When was the last time you spoke to your CEO?

Last week? Last year?

For lots of employees, the answer is actually ‘never’.

They know their CEO’s name and their job title.

They think they know what they’re supposed to represent. The values they’re supposed to be championing. And what they do.

But most employees don’t know their CEOs at all.

They may have never met them.

You often hear snippets like these in a organisation:

‘Watch out – I’ve heard the CEO might be coming in today.’

‘Her? I think she’s the CEO. I’m not sure. She looks a bit like the picture.’

‘That’s the CEO – but you can’t just walk up and introduce yourself.’

Sound familiar?

I wish it didn’t.

When we think of the head of a company, there’s an out-dated stereotype that some employees can’t seem to shake off:

The mysterious visitor. The executive on a pedestal. A person to fear.

But if you’re a CEO, I’ve got news for you:

People don’t want an elusive leader, untouchable and hidden away.

They want to see and hear the people at the top.

They want to talk to them – not just about them.

They want to hear what’s happening from the people steering the ship, and they want a chance to respond with their opinions, suggestions and insight.

They want a human.

Not some static corporate figurehead.

And sadly, this just isn’t happening enough.

There’s a lot of distance in today’s workforce.

With business getting bigger, we’ve got a physical separation between offices, departments, countries and continents.

It’s making it harder to stay connected and united.

More than ever, we need our CEOs to open the lines of communication.

We need them to lead by example – to be approachable, responsive, and actively involved in every level of the company.

So how should they do that?

An all-hands meeting once a year? That won’t cut it.

A one-way newsletter or company-wide email isn’t enough.

And a flying visit to each office for a meeting behind closed doors isn’t making a connection – and neither is the Braveheart speech full of rhetoric at a company event that doesn’t give the workforce a voice.

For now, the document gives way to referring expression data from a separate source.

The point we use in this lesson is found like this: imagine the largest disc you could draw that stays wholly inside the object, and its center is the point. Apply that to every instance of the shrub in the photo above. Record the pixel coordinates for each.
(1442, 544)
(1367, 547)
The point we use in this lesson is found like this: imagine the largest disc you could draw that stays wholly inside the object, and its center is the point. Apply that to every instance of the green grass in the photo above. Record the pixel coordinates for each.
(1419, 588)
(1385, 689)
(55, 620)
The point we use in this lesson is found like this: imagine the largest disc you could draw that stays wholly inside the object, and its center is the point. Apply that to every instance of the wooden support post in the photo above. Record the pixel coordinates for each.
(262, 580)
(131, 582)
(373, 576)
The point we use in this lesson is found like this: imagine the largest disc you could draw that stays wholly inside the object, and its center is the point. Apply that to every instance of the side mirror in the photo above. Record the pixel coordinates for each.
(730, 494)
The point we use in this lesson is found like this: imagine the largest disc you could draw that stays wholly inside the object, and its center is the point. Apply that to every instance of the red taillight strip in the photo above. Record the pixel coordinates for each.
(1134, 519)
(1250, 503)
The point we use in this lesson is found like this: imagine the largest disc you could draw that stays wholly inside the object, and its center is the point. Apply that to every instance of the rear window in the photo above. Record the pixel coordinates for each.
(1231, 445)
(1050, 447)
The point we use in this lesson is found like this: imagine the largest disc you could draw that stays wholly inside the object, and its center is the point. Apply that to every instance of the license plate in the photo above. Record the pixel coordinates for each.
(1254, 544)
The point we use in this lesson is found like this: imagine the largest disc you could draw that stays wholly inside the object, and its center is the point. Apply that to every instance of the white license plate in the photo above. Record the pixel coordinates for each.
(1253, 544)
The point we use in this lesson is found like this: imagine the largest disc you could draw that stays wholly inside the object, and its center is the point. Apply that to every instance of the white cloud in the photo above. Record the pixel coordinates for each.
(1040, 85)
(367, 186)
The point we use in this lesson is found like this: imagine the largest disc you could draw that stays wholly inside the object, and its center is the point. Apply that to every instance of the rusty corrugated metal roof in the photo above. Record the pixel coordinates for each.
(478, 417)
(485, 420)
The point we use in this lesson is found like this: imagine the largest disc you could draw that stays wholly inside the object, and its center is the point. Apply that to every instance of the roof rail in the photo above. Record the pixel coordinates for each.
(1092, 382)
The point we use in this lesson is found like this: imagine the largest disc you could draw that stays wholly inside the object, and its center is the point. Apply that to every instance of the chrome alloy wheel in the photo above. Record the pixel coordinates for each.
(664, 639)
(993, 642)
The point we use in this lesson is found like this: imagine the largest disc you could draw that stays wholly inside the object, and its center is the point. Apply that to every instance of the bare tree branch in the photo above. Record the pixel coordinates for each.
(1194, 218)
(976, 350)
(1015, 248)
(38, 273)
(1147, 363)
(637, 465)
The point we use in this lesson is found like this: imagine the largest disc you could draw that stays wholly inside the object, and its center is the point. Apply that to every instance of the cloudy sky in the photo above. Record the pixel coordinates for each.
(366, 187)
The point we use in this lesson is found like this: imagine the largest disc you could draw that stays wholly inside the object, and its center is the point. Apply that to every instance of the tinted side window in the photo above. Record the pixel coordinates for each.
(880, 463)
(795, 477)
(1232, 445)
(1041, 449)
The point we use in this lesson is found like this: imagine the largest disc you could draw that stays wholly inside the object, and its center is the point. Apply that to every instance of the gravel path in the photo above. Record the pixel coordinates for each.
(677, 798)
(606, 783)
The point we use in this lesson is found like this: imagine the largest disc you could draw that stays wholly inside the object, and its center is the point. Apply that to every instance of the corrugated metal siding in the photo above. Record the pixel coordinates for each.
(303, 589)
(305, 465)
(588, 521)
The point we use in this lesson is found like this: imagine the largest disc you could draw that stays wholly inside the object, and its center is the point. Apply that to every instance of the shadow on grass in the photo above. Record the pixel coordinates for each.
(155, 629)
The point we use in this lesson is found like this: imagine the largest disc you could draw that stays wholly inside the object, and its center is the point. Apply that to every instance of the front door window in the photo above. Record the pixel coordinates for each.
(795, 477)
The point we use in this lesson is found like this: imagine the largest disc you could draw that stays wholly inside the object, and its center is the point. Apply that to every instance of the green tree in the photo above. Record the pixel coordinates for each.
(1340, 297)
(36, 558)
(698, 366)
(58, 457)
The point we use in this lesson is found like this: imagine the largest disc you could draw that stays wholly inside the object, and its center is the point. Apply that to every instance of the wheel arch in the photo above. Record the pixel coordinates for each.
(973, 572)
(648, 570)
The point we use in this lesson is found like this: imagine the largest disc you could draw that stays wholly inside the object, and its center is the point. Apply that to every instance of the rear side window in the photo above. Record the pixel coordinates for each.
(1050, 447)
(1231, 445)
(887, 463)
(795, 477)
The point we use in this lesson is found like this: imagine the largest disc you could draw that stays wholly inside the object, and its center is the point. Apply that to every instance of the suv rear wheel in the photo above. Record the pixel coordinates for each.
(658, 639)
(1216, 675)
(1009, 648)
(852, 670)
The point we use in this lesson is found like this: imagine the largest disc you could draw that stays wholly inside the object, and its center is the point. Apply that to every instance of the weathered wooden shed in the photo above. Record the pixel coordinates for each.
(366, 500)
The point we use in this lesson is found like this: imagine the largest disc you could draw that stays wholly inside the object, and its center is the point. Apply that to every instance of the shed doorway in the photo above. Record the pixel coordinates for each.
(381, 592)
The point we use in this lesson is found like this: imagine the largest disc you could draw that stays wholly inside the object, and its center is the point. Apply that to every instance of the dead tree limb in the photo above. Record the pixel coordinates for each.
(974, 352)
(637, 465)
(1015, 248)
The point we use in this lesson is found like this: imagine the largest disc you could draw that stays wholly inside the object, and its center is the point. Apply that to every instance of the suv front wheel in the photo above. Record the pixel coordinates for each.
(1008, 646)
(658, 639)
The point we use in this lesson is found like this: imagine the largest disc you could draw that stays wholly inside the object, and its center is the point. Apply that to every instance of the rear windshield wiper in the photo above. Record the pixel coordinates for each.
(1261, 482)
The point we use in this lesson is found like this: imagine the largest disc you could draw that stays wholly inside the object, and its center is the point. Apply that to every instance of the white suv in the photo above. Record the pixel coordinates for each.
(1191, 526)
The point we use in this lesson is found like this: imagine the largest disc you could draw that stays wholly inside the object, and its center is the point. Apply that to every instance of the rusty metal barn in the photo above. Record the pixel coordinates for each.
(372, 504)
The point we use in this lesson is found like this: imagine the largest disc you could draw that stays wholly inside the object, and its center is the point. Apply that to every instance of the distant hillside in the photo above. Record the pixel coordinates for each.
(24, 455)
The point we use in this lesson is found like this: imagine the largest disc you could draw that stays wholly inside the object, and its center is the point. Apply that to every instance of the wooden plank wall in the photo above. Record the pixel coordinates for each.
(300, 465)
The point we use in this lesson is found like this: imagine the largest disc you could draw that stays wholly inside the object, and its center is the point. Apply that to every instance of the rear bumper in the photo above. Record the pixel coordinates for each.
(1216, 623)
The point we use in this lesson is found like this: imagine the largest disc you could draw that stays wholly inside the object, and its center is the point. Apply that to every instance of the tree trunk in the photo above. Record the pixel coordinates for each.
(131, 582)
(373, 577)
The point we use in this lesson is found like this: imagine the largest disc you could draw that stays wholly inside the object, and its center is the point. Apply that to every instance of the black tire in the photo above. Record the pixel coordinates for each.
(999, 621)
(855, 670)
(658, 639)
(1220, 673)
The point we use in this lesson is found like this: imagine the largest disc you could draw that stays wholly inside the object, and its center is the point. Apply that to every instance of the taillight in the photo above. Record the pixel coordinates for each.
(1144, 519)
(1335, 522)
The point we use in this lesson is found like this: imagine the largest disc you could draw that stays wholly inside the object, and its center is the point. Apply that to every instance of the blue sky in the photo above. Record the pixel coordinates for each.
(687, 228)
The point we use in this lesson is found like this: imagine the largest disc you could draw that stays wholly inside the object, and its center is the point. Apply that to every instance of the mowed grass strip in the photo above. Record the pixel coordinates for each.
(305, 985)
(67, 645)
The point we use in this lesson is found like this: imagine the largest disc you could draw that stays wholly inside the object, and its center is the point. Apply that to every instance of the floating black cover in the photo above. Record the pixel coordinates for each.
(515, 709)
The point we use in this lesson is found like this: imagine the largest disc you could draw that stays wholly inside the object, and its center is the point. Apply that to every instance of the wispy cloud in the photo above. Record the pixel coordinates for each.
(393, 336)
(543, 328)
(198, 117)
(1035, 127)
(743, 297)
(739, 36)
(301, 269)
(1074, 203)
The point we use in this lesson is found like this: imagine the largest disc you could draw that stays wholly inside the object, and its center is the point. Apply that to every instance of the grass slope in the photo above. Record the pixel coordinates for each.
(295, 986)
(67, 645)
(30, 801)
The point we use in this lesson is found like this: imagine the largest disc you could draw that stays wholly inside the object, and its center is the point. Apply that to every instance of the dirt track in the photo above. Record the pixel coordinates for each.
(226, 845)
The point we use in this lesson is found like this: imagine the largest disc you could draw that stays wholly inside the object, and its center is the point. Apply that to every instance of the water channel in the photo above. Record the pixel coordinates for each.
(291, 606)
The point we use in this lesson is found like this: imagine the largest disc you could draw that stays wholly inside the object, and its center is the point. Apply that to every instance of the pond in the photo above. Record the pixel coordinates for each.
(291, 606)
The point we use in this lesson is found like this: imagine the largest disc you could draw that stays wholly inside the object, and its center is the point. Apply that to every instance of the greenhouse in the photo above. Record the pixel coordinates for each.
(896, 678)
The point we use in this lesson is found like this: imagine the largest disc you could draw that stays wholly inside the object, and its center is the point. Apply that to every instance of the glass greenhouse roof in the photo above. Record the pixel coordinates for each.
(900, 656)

If you want to give your people the direct, real, and human connection they want to have with their CEO, you need a channel where everyone has a voice.

That’s exactly what enterprise social networks, like Workplace by Facebook, are doing for companies all over the world.

There’s a new breed of social CEOs who are using their companies’ internal networks to become more visible.

They’re using them to be more approachable.

They’re commending good work when they see it, they’re sharing the company’s news as it happens, and they’re responding to the worries and concerns of their employees in real-time.

But more importantly, there’s also a new breed of workforce using these networks in exactly the same way.

They’re putting their opinions and suggestions right in front of the people leading them.

They’re getting a response straight from the CEO, and they’re able to respond right back.

Feedback flowing both ways.

When you give your employees a voice, the whole company becomes more engaged – and the business thrives because of it.

Because being a leader isn’t about your height in the hierarchy:

It’s about being truly visible and engaged with what’s going on.

It’s about guiding and inspiring people to help everyone reach the same goal.